A pesar de que nació como la lucha de unos ecologistas agoreros que daban más importancia de la debida a unos cuantos indicadores al azar, el cambio climático se ha ganado con el paso de los años un merecido lugar en la agenda pública, por nuestro propio bien, convenciendo incluso a los más excépticos de que hay que tomar cartas en el asunto. A nivel de instituciones públicas, nadie duda ya de poner en marcha sus medidas, con el único interrogante de si la intensidad de las mismas es la adecuada. El Ayuntamiento de Guadalajara ha anunciado esta semana su compromiso de reducir sus emisiones de gases nocivas en un 40 por ciento.

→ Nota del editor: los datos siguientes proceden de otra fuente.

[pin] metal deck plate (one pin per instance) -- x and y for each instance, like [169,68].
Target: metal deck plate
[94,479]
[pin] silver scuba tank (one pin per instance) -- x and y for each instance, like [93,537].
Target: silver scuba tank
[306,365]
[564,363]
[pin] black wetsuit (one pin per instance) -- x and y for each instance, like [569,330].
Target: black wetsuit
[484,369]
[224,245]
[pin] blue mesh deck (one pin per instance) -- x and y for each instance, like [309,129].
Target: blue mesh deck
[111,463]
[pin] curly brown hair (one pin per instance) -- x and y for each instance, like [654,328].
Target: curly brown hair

Se trata de un objetivo nada descabellado, habida cuenta de que el plazo de tiempo acordado es relativamente amplio, hasta 2030, y que el Consistorio lleva buen camino en esta lucha contra su propia huella ecológica. Y eso que el Ayuntamiento no ha llevado a cabo movimientos revolucionarios en sus formas de consumir ni ha llevado a cabo cambios profundos. Únicamente renovando la flota de vehículos municipales, incluyendo autobuses, camiones de recogida de basura y otros vehículos de limpieza, cuya compra no depende directamente del Consistorio sino de las contratas responsables, y cambiándolos por modelos híbridos, de combustibles más sostenibles o de bajas emisiones y sustituyendo las bombillas de las farolas por faros LED se ha conseguido una reducción significativa de sus emisiones, de modo que, por el momento, no se plantea un cambio de estrategia, sino que se pretende ir mejorando la eficiencia de los edificios municipales con la implantación de iluminación LED y sin tener en mente actuaciones más drásticas de reducción del consumo o, mucho menos, cambio de modelo energético.

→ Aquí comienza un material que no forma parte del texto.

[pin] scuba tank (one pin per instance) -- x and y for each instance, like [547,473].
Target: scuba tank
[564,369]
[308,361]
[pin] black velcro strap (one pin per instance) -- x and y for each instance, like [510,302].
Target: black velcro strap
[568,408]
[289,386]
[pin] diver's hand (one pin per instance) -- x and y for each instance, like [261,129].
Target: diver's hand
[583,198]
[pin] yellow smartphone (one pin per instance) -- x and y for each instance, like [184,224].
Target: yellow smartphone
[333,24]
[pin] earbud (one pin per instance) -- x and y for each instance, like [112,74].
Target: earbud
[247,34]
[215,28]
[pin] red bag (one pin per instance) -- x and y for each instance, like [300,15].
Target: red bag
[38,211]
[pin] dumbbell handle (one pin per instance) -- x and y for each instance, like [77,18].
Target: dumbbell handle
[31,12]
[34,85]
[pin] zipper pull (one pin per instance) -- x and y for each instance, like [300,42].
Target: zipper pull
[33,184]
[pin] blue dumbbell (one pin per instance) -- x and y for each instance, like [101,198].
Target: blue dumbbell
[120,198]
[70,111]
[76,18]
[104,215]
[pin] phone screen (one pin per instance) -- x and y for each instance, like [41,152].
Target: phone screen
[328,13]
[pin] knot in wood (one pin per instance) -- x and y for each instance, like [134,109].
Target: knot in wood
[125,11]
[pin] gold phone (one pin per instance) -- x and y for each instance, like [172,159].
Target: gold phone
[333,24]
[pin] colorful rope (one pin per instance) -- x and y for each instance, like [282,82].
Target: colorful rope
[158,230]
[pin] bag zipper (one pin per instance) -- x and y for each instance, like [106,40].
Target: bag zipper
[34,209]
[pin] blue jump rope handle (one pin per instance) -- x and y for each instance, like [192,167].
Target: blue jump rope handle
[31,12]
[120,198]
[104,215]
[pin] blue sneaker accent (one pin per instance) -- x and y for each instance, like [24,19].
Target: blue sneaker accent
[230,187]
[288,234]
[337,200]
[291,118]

El camino del Ayuntamiento ya está en marcha y está comenzando a dar sus resultados. Sin embargo, los servicios municipales y los edificios públicos en general solamente consumen un porcentaje mínimo de la energía que la ciudad necesita y, por tanto, su volumen de emisiones de gases nocivos no es el más representativo. Son los ciudadanos los que tienen que tomar buen ejemplo de lo que hace su Ayuntamiento y plantearse estos pequeños gestos en su vida diaria, a la hora de cambiar las bombillas de casa, de coger el coche para trayectos cortos o con una alternativa cómoda de transporte, de enchufar o apagar determinados aparatos más o menos necesarios y otro abanicos de pequeñas medidas que cualquier vecino puede llevar a cabo sin modificar sustancialmente su modo de vida. Ahora la pelota está en el tejado de cada uno de nosotros, que tenemos que hacer este pequeño cambio de hábitos y decidir si estamos dispuestos a dar incluso algún pasito más en detrimento de cierta comodidad pero en favor de nuestro propio futuro, tanto como individuos como a nivel de especie.